— Ну, я ему напомнил, что уже женат, имею сына и второй, другой жены мне не надо. Он ответил, что этот брак не признает, считает его подзаборным блудом, песьим шабашем. А потому, должен подчиниться его слову.
— Крутой крендель! Ишь, что придумал!
— Он решил выжить Клару из квартиры любым способом. И своего, старый черт, добился. Знаешь, как Кларка вылетела за дверь, узнав, с кем и зачем приехал папашка? Он при той невесте блядью обозвал жену. А ребенка найденком немытым. Моя баба не своим голосом взвыла, услышав такое.
— Злой мужик! Зверь! К своему родному внуку сердца не поимел.
— А ты на Кларку бочку катил. Ей досталось лиха полные карманы.
— Ну чего сам стоял молча? Вытолкал бы враз обоих! — не сдержался Иван.
— Ты моего пахана не видел. Он одним ударом кулака трехлетку жеребца сшибал одним ударом. На скаку сбивал насмерть. А говоришь, вытолкать. Он меня в горсть собрал бы и сбросил бы с лоджии, не глянув вниз. Его в деревне никто из мужиков не задирал.
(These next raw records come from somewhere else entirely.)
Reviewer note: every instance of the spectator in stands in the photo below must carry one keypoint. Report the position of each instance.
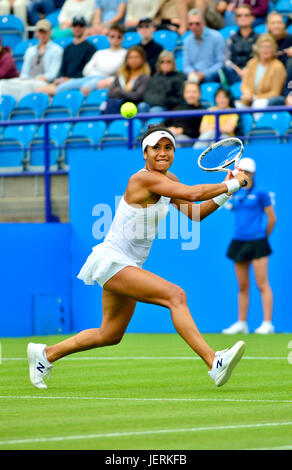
(203, 50)
(75, 57)
(239, 45)
(41, 64)
(39, 8)
(14, 7)
(259, 9)
(152, 49)
(265, 74)
(71, 9)
(100, 71)
(8, 67)
(165, 89)
(131, 81)
(167, 15)
(211, 9)
(276, 27)
(106, 13)
(227, 122)
(185, 128)
(158, 10)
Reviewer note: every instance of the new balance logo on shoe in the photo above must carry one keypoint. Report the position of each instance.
(40, 367)
(220, 363)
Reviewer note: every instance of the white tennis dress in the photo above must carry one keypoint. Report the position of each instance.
(127, 243)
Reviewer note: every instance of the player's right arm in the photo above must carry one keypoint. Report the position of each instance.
(155, 182)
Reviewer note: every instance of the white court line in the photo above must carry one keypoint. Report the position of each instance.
(228, 400)
(148, 358)
(141, 433)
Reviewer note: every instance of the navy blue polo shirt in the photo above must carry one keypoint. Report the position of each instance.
(250, 219)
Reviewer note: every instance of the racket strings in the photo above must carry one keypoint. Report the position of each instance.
(221, 156)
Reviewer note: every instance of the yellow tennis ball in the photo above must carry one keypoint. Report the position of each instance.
(128, 110)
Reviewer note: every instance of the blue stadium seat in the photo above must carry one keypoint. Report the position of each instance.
(99, 41)
(87, 132)
(30, 106)
(92, 104)
(7, 104)
(235, 90)
(53, 17)
(208, 91)
(20, 49)
(284, 7)
(246, 121)
(118, 131)
(271, 123)
(11, 30)
(228, 31)
(166, 38)
(13, 145)
(65, 103)
(131, 38)
(58, 133)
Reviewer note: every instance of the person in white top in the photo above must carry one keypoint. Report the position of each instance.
(100, 71)
(116, 264)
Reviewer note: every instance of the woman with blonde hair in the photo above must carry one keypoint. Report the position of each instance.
(131, 81)
(165, 88)
(265, 75)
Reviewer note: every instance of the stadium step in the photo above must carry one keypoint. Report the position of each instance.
(22, 198)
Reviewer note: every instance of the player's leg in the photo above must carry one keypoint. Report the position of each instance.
(260, 267)
(242, 276)
(117, 312)
(145, 286)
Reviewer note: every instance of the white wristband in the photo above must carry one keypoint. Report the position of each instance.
(232, 185)
(220, 200)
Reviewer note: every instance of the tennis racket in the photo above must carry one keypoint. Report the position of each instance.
(222, 154)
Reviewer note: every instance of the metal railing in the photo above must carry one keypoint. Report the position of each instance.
(47, 172)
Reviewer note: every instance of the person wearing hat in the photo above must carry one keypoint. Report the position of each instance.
(41, 64)
(76, 55)
(254, 221)
(116, 264)
(70, 10)
(152, 49)
(8, 67)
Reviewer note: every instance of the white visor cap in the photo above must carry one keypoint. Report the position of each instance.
(247, 164)
(153, 138)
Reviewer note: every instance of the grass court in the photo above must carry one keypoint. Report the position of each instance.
(149, 392)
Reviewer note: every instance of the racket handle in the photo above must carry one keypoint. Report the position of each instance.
(234, 172)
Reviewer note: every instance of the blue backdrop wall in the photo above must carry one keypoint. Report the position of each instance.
(97, 179)
(35, 279)
(40, 293)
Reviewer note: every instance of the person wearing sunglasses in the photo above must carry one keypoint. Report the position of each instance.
(203, 50)
(239, 45)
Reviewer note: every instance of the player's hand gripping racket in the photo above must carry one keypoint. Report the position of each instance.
(222, 154)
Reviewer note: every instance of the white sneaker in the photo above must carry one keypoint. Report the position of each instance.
(235, 328)
(266, 328)
(224, 363)
(39, 366)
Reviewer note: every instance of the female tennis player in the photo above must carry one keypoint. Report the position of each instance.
(116, 264)
(255, 219)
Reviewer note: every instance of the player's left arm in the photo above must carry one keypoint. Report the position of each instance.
(271, 219)
(193, 211)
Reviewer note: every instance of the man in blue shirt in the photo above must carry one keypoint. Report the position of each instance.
(254, 221)
(203, 50)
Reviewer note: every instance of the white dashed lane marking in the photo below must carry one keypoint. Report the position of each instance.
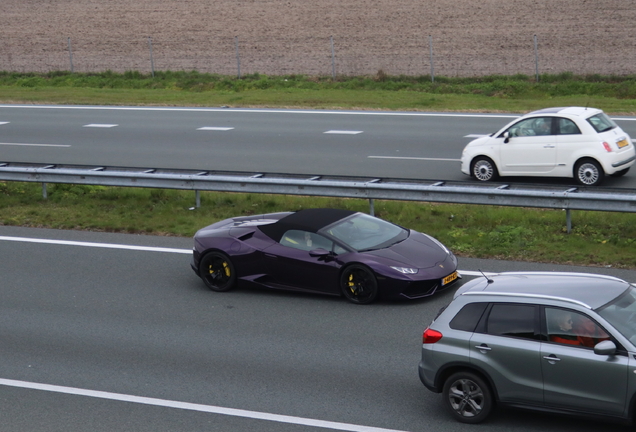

Боялись, как огня. Пахан и ныне лесником вкалывает. Каждого медведя знает и за лапу здоровается. Что я для него? Мелкий волчонок! Он еще сто лет проживет.
— Ну ведь и тебе нельзя так жить. Всю судьбу изувечил, семьи лишил…
— Вот так и дышим под одной крышей по разным комнатам. У Клары свои хахали, у меня свои подруги. Друг к другу никаких претензий и просьб. Вместе только о сыне заботимся, — закурил человек.
— Круто тебе приходится, — посочувствовал Иван.
— Самое обидное, дружбан, что у меня полно родни, а коснись какая беда, я перед нею один, рядом, хоть шаром покати, никого нет. Все потому, что пахан так вырастил, всяк за себя. Он, покупая эту квартиру, свою цель имел, да жизнь по-своему распорядилась. Отец мечтал, что мы все шестеро тут жить будем, в одном городе, вместе учиться. Понятное дело, в одной квартире удобно. Да только и тут облом случился. Сначала сестра вышла замуж. Ушла к своему, об учебе слушать не стала. Потом брат в армию пошел. Так и остался в военке. Теперь полковник, на Дальнем Востоке служит. За ним я, потом еще сестра. Та учительница истории, тоже вышла замуж, живет в Белоруссии, в Гродно. Еще брат — футболист. Тому эта квартира, как зайцу кальсоны, вовсе не нужна. Последыш десятый класс заканчивает и давно мечтает поскорее сорваться из деревни и семьи куда-нибудь подальше, чтоб не возвращаться и никого в глаза не видеть. Пахан сам не понимает, что натворил. Ведь вот все мы — дети, любили больше всех бабку, мать отца. Прекрасный человек, она каждого любила и берегла. Так вот когда пахан вытолкал ее во двор средь зимы, да еще ночью, я тут же из хаты выскочил. Завернул бабку в отцовский тулуп и как только родитель уснул, а спал он по-медвежьи крепко, я бабку в избу воротил и подсадил на лежанку нашей русской печки. Мы ее там, как мошкара, мигом облепили. Она много былин знала, и мы любили их слушать. Бабуля была хорошей рассказчицей, очень добрым человеком, но как сумела такого изверга родить, что сама от него частенько плакала.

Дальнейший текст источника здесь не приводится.